ZDF, 02.11., 14:45-15:10 Uhr

Pelz ist in Deutschland wieder ganz groß in Mode. Quasi durch die Hintertür, denn es sind nicht so sehr Mäntel oder Jacken. Im Handel sind Unmengen an Pelzkrägen, flauschigen Applikationen an Kapuzen, Ärmeln und Handschuhen, Innenfutter oder auch Mützen mit Pelzbommeln. Den trendigen Pelzbesatz halten viele arglose Käufer für Imitate, doch der boomende Markt wird massenweise von der Tierpelzindustrie beliefert.

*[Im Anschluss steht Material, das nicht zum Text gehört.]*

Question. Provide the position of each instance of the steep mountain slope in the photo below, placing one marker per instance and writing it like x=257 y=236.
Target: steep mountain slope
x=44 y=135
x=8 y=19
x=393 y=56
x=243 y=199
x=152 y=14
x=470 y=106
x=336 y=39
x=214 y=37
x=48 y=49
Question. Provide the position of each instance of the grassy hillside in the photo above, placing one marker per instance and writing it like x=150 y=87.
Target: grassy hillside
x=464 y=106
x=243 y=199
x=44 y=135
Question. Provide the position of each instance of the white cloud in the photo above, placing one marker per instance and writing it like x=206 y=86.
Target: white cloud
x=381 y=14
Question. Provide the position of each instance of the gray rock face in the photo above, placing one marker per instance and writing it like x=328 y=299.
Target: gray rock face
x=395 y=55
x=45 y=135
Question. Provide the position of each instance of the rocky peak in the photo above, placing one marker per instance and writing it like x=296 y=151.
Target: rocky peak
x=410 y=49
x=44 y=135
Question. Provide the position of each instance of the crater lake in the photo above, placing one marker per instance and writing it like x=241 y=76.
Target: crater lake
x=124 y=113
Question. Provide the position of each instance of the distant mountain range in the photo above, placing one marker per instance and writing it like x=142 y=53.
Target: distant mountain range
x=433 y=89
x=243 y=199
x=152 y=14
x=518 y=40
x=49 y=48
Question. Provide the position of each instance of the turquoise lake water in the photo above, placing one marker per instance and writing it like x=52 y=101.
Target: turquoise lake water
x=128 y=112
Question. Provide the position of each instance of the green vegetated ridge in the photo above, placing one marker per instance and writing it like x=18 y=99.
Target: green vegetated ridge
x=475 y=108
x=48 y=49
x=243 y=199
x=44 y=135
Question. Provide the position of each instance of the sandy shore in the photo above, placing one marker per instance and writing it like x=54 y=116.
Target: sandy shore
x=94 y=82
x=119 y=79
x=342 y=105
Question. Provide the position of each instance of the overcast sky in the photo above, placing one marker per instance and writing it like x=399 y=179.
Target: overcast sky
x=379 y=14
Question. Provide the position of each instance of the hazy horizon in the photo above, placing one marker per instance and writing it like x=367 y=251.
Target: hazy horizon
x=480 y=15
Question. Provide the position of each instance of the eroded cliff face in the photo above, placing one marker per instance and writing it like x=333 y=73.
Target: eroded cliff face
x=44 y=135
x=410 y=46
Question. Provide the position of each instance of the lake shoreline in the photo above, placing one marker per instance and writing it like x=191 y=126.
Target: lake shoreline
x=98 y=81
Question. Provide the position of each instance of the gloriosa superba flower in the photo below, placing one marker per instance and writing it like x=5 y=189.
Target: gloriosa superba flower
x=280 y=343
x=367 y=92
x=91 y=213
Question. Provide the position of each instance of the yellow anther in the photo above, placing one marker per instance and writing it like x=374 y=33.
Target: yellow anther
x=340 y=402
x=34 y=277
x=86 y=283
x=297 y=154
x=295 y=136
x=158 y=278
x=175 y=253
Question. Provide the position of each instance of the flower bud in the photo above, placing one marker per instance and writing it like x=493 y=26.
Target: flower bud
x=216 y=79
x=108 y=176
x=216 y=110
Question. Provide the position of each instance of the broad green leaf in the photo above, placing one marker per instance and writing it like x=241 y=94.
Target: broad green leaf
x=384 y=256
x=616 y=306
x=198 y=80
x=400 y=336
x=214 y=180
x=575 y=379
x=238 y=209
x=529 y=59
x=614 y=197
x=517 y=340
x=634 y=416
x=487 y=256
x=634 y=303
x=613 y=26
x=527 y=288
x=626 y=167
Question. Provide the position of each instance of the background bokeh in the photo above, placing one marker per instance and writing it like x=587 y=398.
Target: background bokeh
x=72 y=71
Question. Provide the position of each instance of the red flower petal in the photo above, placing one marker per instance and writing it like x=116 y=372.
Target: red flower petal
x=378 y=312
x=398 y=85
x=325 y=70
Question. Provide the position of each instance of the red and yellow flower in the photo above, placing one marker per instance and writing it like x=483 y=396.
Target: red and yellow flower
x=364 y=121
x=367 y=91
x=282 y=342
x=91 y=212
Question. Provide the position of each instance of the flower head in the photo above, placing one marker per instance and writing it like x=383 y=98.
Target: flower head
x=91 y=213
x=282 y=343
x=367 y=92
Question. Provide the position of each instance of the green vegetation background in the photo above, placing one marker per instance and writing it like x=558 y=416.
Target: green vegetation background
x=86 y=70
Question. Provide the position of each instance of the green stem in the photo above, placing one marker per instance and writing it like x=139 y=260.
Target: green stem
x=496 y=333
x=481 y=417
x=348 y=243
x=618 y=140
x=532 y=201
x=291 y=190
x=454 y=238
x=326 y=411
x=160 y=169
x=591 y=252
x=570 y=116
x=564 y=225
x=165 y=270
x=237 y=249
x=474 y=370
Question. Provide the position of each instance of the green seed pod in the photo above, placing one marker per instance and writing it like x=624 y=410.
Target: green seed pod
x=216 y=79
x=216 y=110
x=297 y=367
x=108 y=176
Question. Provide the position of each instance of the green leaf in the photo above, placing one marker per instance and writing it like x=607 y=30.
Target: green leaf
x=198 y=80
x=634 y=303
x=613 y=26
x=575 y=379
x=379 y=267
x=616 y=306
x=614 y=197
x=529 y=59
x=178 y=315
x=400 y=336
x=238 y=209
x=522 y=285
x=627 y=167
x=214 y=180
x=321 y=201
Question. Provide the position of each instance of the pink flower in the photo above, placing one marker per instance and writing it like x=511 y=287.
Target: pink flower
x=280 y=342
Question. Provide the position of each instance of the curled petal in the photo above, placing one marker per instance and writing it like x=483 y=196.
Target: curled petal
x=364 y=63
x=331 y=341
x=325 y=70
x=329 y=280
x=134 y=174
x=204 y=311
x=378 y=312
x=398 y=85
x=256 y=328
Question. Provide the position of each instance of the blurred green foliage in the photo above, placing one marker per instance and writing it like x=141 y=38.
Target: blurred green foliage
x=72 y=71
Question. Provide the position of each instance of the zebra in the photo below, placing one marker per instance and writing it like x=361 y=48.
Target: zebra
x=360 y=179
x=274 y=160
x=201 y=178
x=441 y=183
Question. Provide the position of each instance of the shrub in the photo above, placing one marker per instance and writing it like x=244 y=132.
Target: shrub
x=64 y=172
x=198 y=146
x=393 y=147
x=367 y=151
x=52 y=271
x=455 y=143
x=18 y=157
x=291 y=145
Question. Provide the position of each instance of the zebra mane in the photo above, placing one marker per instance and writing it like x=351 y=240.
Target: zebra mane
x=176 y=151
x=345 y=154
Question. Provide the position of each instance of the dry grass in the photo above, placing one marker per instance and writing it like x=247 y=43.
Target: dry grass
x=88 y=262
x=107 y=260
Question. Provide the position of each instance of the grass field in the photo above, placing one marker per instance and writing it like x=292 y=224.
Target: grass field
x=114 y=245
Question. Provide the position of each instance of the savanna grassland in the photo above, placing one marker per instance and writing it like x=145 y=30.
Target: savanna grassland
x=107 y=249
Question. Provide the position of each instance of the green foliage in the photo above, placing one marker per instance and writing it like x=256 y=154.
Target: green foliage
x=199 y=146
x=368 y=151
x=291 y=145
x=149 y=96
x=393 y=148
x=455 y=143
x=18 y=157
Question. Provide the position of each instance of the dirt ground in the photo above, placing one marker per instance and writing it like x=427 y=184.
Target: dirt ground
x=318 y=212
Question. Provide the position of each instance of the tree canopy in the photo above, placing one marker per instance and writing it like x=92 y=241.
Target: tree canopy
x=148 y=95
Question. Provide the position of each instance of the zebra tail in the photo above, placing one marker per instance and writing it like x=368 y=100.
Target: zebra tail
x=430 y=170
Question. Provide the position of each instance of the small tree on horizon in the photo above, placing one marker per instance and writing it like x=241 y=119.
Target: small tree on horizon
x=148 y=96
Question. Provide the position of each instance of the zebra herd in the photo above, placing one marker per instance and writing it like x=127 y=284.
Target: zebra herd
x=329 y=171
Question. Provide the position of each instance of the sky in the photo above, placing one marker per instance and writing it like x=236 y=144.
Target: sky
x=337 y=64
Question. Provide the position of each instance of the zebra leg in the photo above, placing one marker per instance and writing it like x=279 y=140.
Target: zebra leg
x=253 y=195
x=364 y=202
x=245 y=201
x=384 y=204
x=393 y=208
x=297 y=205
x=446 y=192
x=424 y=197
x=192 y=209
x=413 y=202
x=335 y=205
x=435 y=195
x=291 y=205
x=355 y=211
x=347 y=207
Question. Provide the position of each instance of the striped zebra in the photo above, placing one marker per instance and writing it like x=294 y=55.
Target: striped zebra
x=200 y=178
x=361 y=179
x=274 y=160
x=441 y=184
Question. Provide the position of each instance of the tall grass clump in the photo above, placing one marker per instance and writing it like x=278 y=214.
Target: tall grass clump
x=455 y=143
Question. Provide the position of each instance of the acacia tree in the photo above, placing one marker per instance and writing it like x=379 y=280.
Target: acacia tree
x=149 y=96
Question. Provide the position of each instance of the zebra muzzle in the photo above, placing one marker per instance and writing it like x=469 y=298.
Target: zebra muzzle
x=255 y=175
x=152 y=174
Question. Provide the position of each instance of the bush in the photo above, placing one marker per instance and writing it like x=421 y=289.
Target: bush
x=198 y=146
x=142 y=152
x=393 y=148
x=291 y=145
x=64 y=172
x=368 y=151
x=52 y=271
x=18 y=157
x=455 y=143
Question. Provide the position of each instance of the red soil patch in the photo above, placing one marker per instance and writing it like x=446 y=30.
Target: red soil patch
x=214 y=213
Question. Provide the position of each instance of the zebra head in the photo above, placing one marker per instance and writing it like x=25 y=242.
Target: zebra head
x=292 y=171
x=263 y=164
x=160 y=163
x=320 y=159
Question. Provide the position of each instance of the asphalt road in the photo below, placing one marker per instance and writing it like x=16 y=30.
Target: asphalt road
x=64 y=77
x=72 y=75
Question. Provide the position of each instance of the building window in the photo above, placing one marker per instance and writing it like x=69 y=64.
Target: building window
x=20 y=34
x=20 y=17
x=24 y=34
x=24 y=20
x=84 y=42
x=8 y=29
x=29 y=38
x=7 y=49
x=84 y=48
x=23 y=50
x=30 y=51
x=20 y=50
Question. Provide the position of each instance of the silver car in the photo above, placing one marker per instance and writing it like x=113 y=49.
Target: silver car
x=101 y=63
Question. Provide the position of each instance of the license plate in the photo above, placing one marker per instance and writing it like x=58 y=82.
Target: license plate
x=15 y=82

Millionen Tiere werden eigens für diese Mode gezüchtet und getötet - Marderhunde, Füchse, Nerze und Kaninchen. Die meisten Pelzprodukte für den europäischen Markt stammen mittlerweile aus Asien. "planet e."-Filmautor Manfred Karremann ist für seine Dokumentation auf Märkten und Farmen in Nordchina und in den Gerbereien von Bangladesch unterwegs. Was er entdeckt, ist erschütternd. Tierhäute für die Lederproduktion werden massiv mit Chemikalien behandelt. Das belastet die Arbeiter, die Umwelt und die Produkte. Was wir dann im Laden kaufen, bringt oftmals das Gift direkt auf unsere Haut. Die Zuchttiere haben ein kurzes und qualvolles Leben. Für die Pelzapplikationen werden vor allem Marderhunde gehalten, rund zehn Millionen sind es in China. Sie gelten als besonders anspruchslos und leicht zu züchten. Um bei Händlern gute Preise zu erzielen, muss ihr Pelz möglichst unversehrt bleiben, deshalb werden sie oft mit einer Eisenstange erschlagen. Viele der Tiere leben sogar noch, wenn ihnen das Fell vom Körper gezogen wird.

Weil die Nachfrage aus Deutschland und ganz Europa steigt, werden mit einfachsten Mitteln neue, immer größere Tierfarmen aufgebaut. Gesetzliche Regelungen für Tötung und Haltung der Tiere gibt es in China nicht. Viele Kunden werden nicht richtig informiert. Welches Tier? Welche Verarbeitung? Welches Ursprungsland? Eine entsprechende Kennzeichnungspflicht fehlt in Deutschland. Es gibt zwar positive Entwicklungen, beispielsweise Bekleidungsfirmen, die Tierpelze komplett aus ihrem Sortiment verbannen oder Öko-Label für Leder. Dennoch: Kontrollen und Beratung sind oft mangelhaft.